B) Davalı Cevabının Özeti:
Davalı vekili; 10.4.2014 tarihinde şirketlerinin ... fabrikasında çalışan ihtiyacı olması ve davacının bu çalışan ihtiyacını giderecek nitelikte olması sebebiyle davacıya yeni görev yeri olarak Ankara fabrikasının bildirildiğini, en geç 1.5.2014 günü itibarı ile yeni görev yerinde iş başı yapması gerektiğinin bildirildiğini, davacının ise görev yeri değişikliğini kabul etmediğini, davacının hizmet sözleşmesinin 4 ve 9/1 maddesine göre şirketin görevlendirdiği yerlerde çalışma yükümlülüğünün olduğunu, davacının kendisine bildirilen işyerinde görevini yerine getirmediğinden iş akdine haklı olarak son verildiğini savunarak davanın reddine karar verilmesini istemiştir.

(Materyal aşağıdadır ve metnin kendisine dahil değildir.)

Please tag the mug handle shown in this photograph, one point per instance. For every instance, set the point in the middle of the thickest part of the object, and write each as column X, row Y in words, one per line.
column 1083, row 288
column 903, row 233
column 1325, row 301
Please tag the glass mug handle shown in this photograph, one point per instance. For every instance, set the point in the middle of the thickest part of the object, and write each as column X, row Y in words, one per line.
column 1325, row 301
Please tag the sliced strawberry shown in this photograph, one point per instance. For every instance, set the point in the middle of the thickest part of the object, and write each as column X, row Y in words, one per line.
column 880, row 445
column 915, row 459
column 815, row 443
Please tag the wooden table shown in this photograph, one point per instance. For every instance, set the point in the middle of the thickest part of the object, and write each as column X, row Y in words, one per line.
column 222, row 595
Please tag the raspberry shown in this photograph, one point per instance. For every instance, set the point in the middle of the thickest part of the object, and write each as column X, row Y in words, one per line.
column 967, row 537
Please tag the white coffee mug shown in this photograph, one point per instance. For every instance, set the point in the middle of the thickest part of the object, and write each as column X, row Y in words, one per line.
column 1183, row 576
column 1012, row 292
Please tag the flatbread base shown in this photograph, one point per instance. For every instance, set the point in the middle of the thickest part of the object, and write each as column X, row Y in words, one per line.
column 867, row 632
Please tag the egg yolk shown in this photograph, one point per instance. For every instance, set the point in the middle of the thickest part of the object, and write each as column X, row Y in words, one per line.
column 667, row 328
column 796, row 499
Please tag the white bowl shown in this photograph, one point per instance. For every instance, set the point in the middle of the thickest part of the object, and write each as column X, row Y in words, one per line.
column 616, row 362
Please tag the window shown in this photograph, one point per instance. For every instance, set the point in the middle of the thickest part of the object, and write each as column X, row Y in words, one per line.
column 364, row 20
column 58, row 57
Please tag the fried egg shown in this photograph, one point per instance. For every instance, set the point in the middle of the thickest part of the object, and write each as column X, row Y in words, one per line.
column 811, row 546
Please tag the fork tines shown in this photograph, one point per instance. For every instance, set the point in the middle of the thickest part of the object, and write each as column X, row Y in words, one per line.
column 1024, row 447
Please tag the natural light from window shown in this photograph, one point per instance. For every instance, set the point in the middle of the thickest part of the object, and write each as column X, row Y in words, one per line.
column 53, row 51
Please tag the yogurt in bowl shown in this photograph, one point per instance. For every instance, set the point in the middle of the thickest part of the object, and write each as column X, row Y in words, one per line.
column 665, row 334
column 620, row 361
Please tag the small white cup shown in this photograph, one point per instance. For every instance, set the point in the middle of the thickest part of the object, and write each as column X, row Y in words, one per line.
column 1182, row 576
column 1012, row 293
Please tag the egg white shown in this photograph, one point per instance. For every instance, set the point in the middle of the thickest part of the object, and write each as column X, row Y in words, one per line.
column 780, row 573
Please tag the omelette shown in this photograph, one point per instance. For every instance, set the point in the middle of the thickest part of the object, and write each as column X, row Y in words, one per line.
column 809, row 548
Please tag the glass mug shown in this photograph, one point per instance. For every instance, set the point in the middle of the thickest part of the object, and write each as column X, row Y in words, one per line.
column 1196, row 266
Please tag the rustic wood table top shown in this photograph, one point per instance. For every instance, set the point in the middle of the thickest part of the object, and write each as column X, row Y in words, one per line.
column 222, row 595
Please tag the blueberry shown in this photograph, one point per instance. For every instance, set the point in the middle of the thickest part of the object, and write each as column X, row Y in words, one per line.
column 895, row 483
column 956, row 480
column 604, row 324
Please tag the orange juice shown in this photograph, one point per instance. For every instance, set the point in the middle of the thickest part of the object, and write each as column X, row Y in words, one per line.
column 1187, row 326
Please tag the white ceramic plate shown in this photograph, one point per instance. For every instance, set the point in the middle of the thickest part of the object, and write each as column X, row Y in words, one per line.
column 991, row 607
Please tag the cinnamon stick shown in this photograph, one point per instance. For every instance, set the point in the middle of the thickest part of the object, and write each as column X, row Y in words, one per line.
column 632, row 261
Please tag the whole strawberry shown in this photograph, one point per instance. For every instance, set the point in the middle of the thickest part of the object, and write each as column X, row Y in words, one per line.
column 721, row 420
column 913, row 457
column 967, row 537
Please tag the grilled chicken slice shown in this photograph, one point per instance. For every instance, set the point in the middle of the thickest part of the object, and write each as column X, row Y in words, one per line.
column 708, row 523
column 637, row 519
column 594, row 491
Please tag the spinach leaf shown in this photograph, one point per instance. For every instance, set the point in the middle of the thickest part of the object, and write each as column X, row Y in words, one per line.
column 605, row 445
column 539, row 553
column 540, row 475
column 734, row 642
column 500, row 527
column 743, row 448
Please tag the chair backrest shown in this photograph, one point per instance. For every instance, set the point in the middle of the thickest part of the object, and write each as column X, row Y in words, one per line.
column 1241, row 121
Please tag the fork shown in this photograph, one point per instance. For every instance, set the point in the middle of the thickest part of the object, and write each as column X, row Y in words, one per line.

C) Yerel Mahkeme Kararının Özeti:
Mahkemece, davalı işverenliğin merkezinin .... da bulunduğu, ... Merkezde imalat bölümünün bulunduğu, bunun dışında ... ve ... da kullanımdaki LPG tüplerinin tamir ve testlerinin yapıldığı, alınan karar gereğince 2014 yılı başlarından itibaren .... da kullanımda olan tüplerin tamir ve test işlemlerinin yanında piknik tüpü imalatı işlemlerine geçilmesinin kararlaştırıldığı, ... da kurulacak imalat bölümü için ... da bu işle ilgili daha önceden çalışması ve bilgisi olan iki personelin bulunduğu, bu personellerden birinin davacı diğerinin ise daha önceden ... da çalışırken arkadaşları ile uyum sorunu yaşayan ... olduğu, bu gerekçeyle davacının .... daki fabrikada görevlendirilmesine karar verildiği, taraflar arasında yapılan iş sözleşmesinde de buna ilişkin düzenlemenin bulunduğu, davacı tarafça davalı işverenliğin bu görevlendirmesinin kötü niyetli , dürüstlük kurallarına aykırı şekilde yapıldığının ispatlanamadığı, görevlendirmenin 4857 sayılı yasanın 22. Maddesinde de belirtildiği şekilde geçerli nedenlere dayandığı, davacı tarafından bu görev değişikliğinin kabul edilmemesi üzerine davacının kıdem ve ihbar tazminatı ödenmek suretiyle iş sözleşmesinin fesih edildiği, davalı işverenlikçe yapılan feshin geçerli nedenlere dayandığı gerekçesiyle davanın reddine karar verilmiştir.
D) Temyiz:
Kararı davacı vekili temyiz etmiştir.
E) Gerekçe:
4857 sayılı İş Kanunu’nun 20/2 maddesinde açıkça, feshin geçerli nedenlere dayandığının ispat yükü davalı işverene verilmiştir. İşveren ispat yükünü yerine getirirken, öncelikle feshin biçimsel koşullarına uyduğunu, daha sonra, içerik yönünden fesih nedenlerinin geçerli (veya haklı) olduğunu kanıtlayacaktır. Bu kapsamda, işveren fesihle ilgili karar aldığını, bu kararın istihdam fazlası meydana getirdiğini, tutarlı şekilde uyguladığını ve feshin kaçınılmaz olduğunu ispatlamalıdır.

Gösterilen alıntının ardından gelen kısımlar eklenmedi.